Acuerdo que acerca el final del proceso de paz

Mientras el mundo está pendiente de las negociaciones entre Irán y el Grupo 5+1 o las de Grecia con los líderes de la eurozona, las negociaciones entre las FARC y el gobierno de Colombia parecen haber entrado en una fase decisiva. Las delegaciones de la Fuerzas Armadas Revolucionarias de Colombia y del gobierno de Juan Manuel Santos anunciaron ayer un acuerdo para «desescalar» el conflicto en Colombia, el último de América que dura ya medio siglo y que según cifras oficiales ha dejado 220.000 muertos y más de seis millones de desplazados. Este acuerdo viene tras la ruptura de la tregua unilateral de las FARC que duró cinco meses como consecuencia de los ataques militares que sufrió, una dinámica conjunta de desminado y la voluntad expresa de ambas partes para llegar sin demora a la firma de un acuerdo final. Parece, por tanto, la antesala de una fase decisiva y definitoria que con voluntad política puede transformar aquel conflicto político-militar para siempre.

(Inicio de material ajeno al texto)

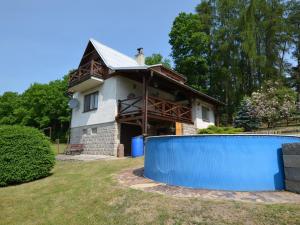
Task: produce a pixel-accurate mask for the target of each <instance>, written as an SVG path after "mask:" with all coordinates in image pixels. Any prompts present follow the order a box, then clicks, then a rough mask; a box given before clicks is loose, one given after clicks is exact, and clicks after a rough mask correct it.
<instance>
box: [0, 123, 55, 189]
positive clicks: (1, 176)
mask: <svg viewBox="0 0 300 225" xmlns="http://www.w3.org/2000/svg"><path fill="white" fill-rule="evenodd" d="M54 164H55V158H54V153H53V151H52V150H51V147H50V142H49V140H48V138H47V137H46V136H45V135H44V134H42V133H41V132H40V131H39V130H37V129H35V128H31V127H22V126H0V186H7V185H11V184H19V183H24V182H28V181H32V180H36V179H39V178H42V177H46V176H48V175H49V174H50V171H51V169H52V168H53V166H54Z"/></svg>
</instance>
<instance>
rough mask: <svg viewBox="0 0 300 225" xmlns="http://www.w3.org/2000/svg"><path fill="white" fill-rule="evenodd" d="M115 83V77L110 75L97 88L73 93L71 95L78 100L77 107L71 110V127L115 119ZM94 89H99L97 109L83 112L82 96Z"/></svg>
mask: <svg viewBox="0 0 300 225" xmlns="http://www.w3.org/2000/svg"><path fill="white" fill-rule="evenodd" d="M116 85H117V78H116V77H111V78H109V79H106V80H105V82H104V83H103V84H101V85H100V86H99V87H97V88H94V89H91V90H87V91H85V92H82V93H78V92H76V93H74V94H73V97H74V98H77V99H78V100H79V108H77V109H73V110H72V121H71V127H80V126H87V125H93V124H99V123H107V122H112V121H115V116H116V114H117V102H116ZM95 91H99V96H98V109H97V110H93V111H90V112H83V109H84V108H83V107H84V96H85V95H86V94H89V93H92V92H95Z"/></svg>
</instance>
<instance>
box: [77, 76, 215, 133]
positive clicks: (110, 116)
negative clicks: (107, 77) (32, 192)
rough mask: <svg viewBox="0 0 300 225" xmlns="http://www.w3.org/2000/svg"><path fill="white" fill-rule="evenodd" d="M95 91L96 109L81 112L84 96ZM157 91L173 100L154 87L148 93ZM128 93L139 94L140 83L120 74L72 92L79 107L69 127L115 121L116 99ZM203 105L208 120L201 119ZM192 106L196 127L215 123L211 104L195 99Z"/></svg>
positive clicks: (211, 105)
mask: <svg viewBox="0 0 300 225" xmlns="http://www.w3.org/2000/svg"><path fill="white" fill-rule="evenodd" d="M95 91H98V92H99V96H98V109H97V110H93V111H90V112H83V107H84V96H85V95H87V94H89V93H92V92H95ZM157 92H158V97H159V98H163V99H167V100H170V101H174V96H173V95H171V94H169V93H167V92H164V91H161V90H158V89H154V88H150V89H149V95H152V94H153V93H157ZM130 93H133V94H135V96H136V97H138V96H141V95H142V93H143V91H142V84H141V83H139V82H136V81H133V80H130V79H128V78H126V77H122V76H115V77H111V78H109V79H106V80H105V81H104V83H103V84H101V85H99V86H98V87H96V88H93V89H91V90H86V91H84V92H80V93H79V92H76V93H74V95H73V97H74V98H77V99H78V100H79V103H80V104H79V108H77V109H73V110H72V121H71V128H73V127H80V126H87V125H93V124H100V123H107V122H112V121H115V117H116V116H117V110H118V108H117V107H118V106H117V104H118V103H117V100H122V99H126V98H127V97H128V95H129V94H130ZM178 103H179V102H178ZM181 103H183V102H181ZM140 104H142V102H140ZM203 105H204V106H206V107H207V108H208V109H209V122H207V121H203V120H202V106H203ZM192 106H193V109H192V114H193V121H194V125H195V127H196V128H206V127H208V126H209V125H214V124H215V116H214V111H213V106H212V105H210V104H208V103H206V102H203V101H201V100H195V101H193V104H192Z"/></svg>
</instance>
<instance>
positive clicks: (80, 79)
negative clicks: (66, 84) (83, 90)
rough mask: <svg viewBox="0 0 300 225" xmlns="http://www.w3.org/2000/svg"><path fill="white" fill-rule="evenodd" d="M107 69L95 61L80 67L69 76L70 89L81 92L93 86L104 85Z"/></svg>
mask: <svg viewBox="0 0 300 225" xmlns="http://www.w3.org/2000/svg"><path fill="white" fill-rule="evenodd" d="M107 72H108V71H107V68H106V67H105V66H103V65H101V64H100V63H99V62H97V61H95V60H91V61H90V62H88V63H86V64H84V65H82V66H80V67H79V68H78V69H77V70H75V71H74V72H73V73H71V74H70V76H69V89H70V90H71V91H80V90H82V89H84V88H91V86H93V85H98V84H99V83H103V76H104V75H105V74H107Z"/></svg>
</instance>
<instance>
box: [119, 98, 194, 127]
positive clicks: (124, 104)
mask: <svg viewBox="0 0 300 225" xmlns="http://www.w3.org/2000/svg"><path fill="white" fill-rule="evenodd" d="M147 109H148V111H147V112H148V113H147V115H148V117H149V118H151V117H152V118H161V119H166V120H171V121H181V122H187V123H191V122H192V110H191V108H190V107H186V106H184V105H182V104H177V103H175V102H172V101H167V100H164V99H160V98H156V97H150V96H149V97H148V107H147ZM142 113H143V98H142V97H135V98H130V99H124V100H119V104H118V118H122V117H126V116H129V115H136V116H138V115H141V114H142Z"/></svg>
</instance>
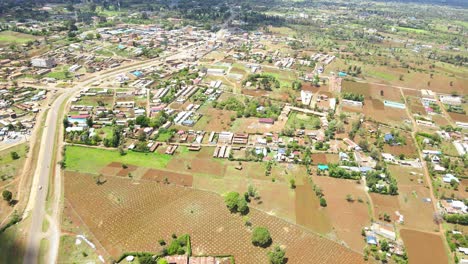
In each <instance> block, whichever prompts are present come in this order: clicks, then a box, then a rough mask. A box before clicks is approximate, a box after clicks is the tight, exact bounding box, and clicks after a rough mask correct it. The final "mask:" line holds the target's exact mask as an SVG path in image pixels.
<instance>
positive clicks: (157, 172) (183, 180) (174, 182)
mask: <svg viewBox="0 0 468 264" xmlns="http://www.w3.org/2000/svg"><path fill="white" fill-rule="evenodd" d="M142 179H143V180H152V181H156V182H162V183H170V184H176V185H180V186H187V187H192V183H193V177H192V175H189V174H182V173H176V172H170V171H163V170H155V169H149V170H148V171H147V172H146V173H145V174H144V175H143V177H142Z"/></svg>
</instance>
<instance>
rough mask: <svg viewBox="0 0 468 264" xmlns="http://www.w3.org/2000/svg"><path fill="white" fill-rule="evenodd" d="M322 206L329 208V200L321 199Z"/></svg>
mask: <svg viewBox="0 0 468 264" xmlns="http://www.w3.org/2000/svg"><path fill="white" fill-rule="evenodd" d="M320 206H322V207H327V200H325V198H323V197H321V198H320Z"/></svg>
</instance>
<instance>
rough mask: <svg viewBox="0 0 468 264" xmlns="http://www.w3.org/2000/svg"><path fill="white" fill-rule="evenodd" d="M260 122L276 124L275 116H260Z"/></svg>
mask: <svg viewBox="0 0 468 264" xmlns="http://www.w3.org/2000/svg"><path fill="white" fill-rule="evenodd" d="M258 122H260V123H265V124H274V123H275V120H274V119H273V118H259V119H258Z"/></svg>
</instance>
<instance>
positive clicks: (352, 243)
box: [313, 176, 371, 251]
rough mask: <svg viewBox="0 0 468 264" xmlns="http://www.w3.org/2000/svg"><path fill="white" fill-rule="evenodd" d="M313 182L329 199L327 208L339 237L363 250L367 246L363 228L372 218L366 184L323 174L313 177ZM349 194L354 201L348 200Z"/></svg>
mask: <svg viewBox="0 0 468 264" xmlns="http://www.w3.org/2000/svg"><path fill="white" fill-rule="evenodd" d="M313 182H314V183H315V184H317V185H318V186H319V187H320V188H321V189H322V190H323V193H324V195H325V199H326V200H327V207H326V209H325V210H326V212H327V215H328V216H329V218H330V219H331V223H332V225H333V227H334V230H335V232H336V234H337V235H338V238H340V239H341V240H343V241H344V242H345V243H346V245H348V246H349V247H350V248H352V249H354V250H356V251H361V250H362V248H363V247H364V246H365V243H364V241H363V239H362V236H361V230H362V228H363V227H364V226H366V225H369V224H370V220H371V219H370V216H369V210H368V206H367V204H366V203H367V200H368V199H367V196H366V193H365V189H364V186H363V185H362V184H356V182H355V181H350V180H343V179H335V178H330V177H323V176H315V177H313ZM348 194H349V195H351V197H352V198H353V199H354V201H353V202H348V201H347V200H346V196H347V195H348ZM358 200H362V202H359V201H358Z"/></svg>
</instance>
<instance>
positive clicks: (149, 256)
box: [138, 255, 156, 264]
mask: <svg viewBox="0 0 468 264" xmlns="http://www.w3.org/2000/svg"><path fill="white" fill-rule="evenodd" d="M138 260H139V261H140V264H156V260H155V259H154V257H153V256H151V255H144V256H139V257H138Z"/></svg>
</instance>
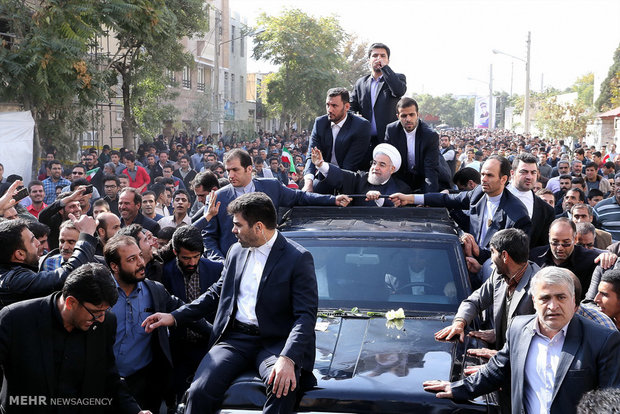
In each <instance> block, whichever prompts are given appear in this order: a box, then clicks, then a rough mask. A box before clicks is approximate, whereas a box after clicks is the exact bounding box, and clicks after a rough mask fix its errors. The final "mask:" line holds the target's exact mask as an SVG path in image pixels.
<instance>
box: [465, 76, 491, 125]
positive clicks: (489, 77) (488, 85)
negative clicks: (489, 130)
mask: <svg viewBox="0 0 620 414" xmlns="http://www.w3.org/2000/svg"><path fill="white" fill-rule="evenodd" d="M467 79H468V80H473V81H476V82H480V83H484V84H485V85H488V86H489V129H494V127H495V123H494V122H493V121H494V119H493V113H494V112H495V107H494V105H493V64H491V65H489V81H488V82H486V81H483V80H480V79H476V78H470V77H468V78H467Z"/></svg>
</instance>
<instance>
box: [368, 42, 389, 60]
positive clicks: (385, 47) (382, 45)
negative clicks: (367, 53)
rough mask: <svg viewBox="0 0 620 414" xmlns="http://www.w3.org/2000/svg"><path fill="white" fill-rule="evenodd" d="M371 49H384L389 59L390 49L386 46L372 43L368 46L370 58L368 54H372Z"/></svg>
mask: <svg viewBox="0 0 620 414" xmlns="http://www.w3.org/2000/svg"><path fill="white" fill-rule="evenodd" d="M373 49H385V52H386V53H387V55H388V59H389V58H390V53H391V52H390V48H389V47H387V45H386V44H385V43H373V44H372V45H370V46H368V56H367V57H370V54H371V53H372V50H373Z"/></svg>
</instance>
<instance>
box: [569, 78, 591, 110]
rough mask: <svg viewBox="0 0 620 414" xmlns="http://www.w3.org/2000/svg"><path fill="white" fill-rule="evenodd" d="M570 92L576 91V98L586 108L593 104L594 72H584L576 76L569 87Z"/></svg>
mask: <svg viewBox="0 0 620 414" xmlns="http://www.w3.org/2000/svg"><path fill="white" fill-rule="evenodd" d="M570 90H571V91H572V92H577V100H578V101H579V103H580V104H582V105H583V106H585V107H586V108H591V107H592V106H593V105H594V73H592V72H590V73H586V74H585V75H583V76H580V77H578V78H577V80H576V81H575V83H574V84H573V86H572V87H571V88H570Z"/></svg>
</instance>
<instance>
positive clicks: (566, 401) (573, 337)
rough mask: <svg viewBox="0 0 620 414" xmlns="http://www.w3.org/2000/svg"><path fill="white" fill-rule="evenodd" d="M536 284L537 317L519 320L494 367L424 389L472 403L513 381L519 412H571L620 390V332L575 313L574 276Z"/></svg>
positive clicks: (534, 316) (512, 411) (511, 392)
mask: <svg viewBox="0 0 620 414" xmlns="http://www.w3.org/2000/svg"><path fill="white" fill-rule="evenodd" d="M531 285H532V298H533V300H534V308H535V309H536V314H535V315H531V316H525V315H523V316H517V317H515V318H514V319H513V322H512V325H511V326H510V328H509V329H508V334H507V338H506V344H505V345H504V347H503V348H502V350H501V351H500V352H499V353H498V354H497V355H495V356H494V357H493V358H491V359H490V360H489V363H488V364H486V365H485V366H484V367H483V368H481V369H480V370H479V371H478V372H477V373H476V374H475V375H472V376H470V377H468V378H466V379H464V380H460V381H456V382H453V383H450V382H448V381H436V380H435V381H426V382H424V384H423V385H424V389H425V390H427V391H433V392H438V393H437V397H439V398H454V399H455V400H467V399H471V398H474V397H475V396H479V395H482V394H486V393H488V392H491V391H494V390H497V389H498V388H500V387H501V386H504V384H505V383H506V381H507V380H508V379H510V384H511V392H510V395H511V400H512V412H513V413H514V414H517V413H523V412H526V413H539V412H549V413H551V414H571V413H576V407H577V404H578V403H579V400H580V398H581V396H582V395H583V394H584V393H586V392H588V391H590V390H593V389H597V388H606V387H611V388H618V387H620V333H618V331H614V330H611V329H607V328H605V327H603V326H601V325H599V324H596V323H594V322H592V321H589V320H587V319H584V318H583V317H581V316H579V315H575V309H576V306H575V285H574V282H573V278H572V276H571V274H570V272H569V271H567V270H566V269H561V268H557V267H548V268H545V269H543V270H541V271H539V272H538V273H536V275H535V276H534V277H533V278H532V281H531Z"/></svg>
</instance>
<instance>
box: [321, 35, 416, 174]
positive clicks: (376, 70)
mask: <svg viewBox="0 0 620 414" xmlns="http://www.w3.org/2000/svg"><path fill="white" fill-rule="evenodd" d="M389 63H390V48H389V47H387V46H386V45H385V44H383V43H373V44H372V45H370V47H369V48H368V66H369V67H370V74H369V75H366V76H363V77H361V78H359V79H358V80H357V82H355V87H354V88H353V92H352V93H351V110H352V111H353V112H358V113H359V114H360V115H362V116H363V117H364V118H365V119H367V120H368V121H369V122H370V125H371V126H370V136H371V143H370V148H369V150H368V151H367V156H366V159H367V160H368V161H370V160H371V159H372V157H371V155H372V150H373V149H374V147H376V146H377V145H378V144H380V143H381V142H383V141H384V136H385V127H386V126H387V125H388V124H389V123H390V122H394V121H396V103H397V102H398V100H399V99H400V98H401V97H402V96H403V95H404V94H405V92H407V79H406V78H405V75H403V74H401V73H394V71H393V70H392V68H390V66H389V65H388V64H389ZM373 83H374V84H373ZM373 92H374V94H373ZM326 159H327V160H328V161H329V158H326ZM364 167H366V166H364ZM345 168H346V167H345ZM353 171H355V170H353Z"/></svg>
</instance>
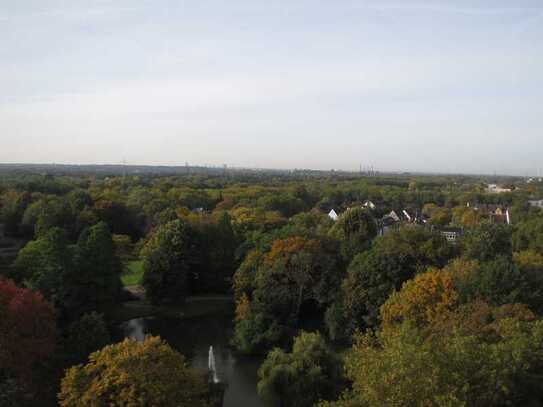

A la suspensión de las acciones ofensivas guerrilleras se le une ahora el proceso para «desescalar» las acciones del Ejército colombiano. El cese definitivo y bilateral del fuego está más cerca, así como la desmilitarización y el desarme. Por su parte, los estados garantes del proceso aseguran el monitoreo y la verificación. Todos los ingredientes están servidos en el menú para que, a pesar de los poderosos enemigos que intentan sabotear el proceso, el conflicto en Colombia tenga soluciones válidas y estables. Algo que exige ir más allá de un acuerdo lindo y redactado de manera brillante, que no será posible sin sumar, sin que todos sientan el resultado final como algo propio y satisfactorio que facilite el consenso y la reconciliación.

Este plan supera el punto más crítico que vivió el proceso de paz con las muertes y los heridos de la escalada de las últimas semanas. La paz espera ya a la vuelta de la esquina. Se acerca el momento de terminar todo el proceso.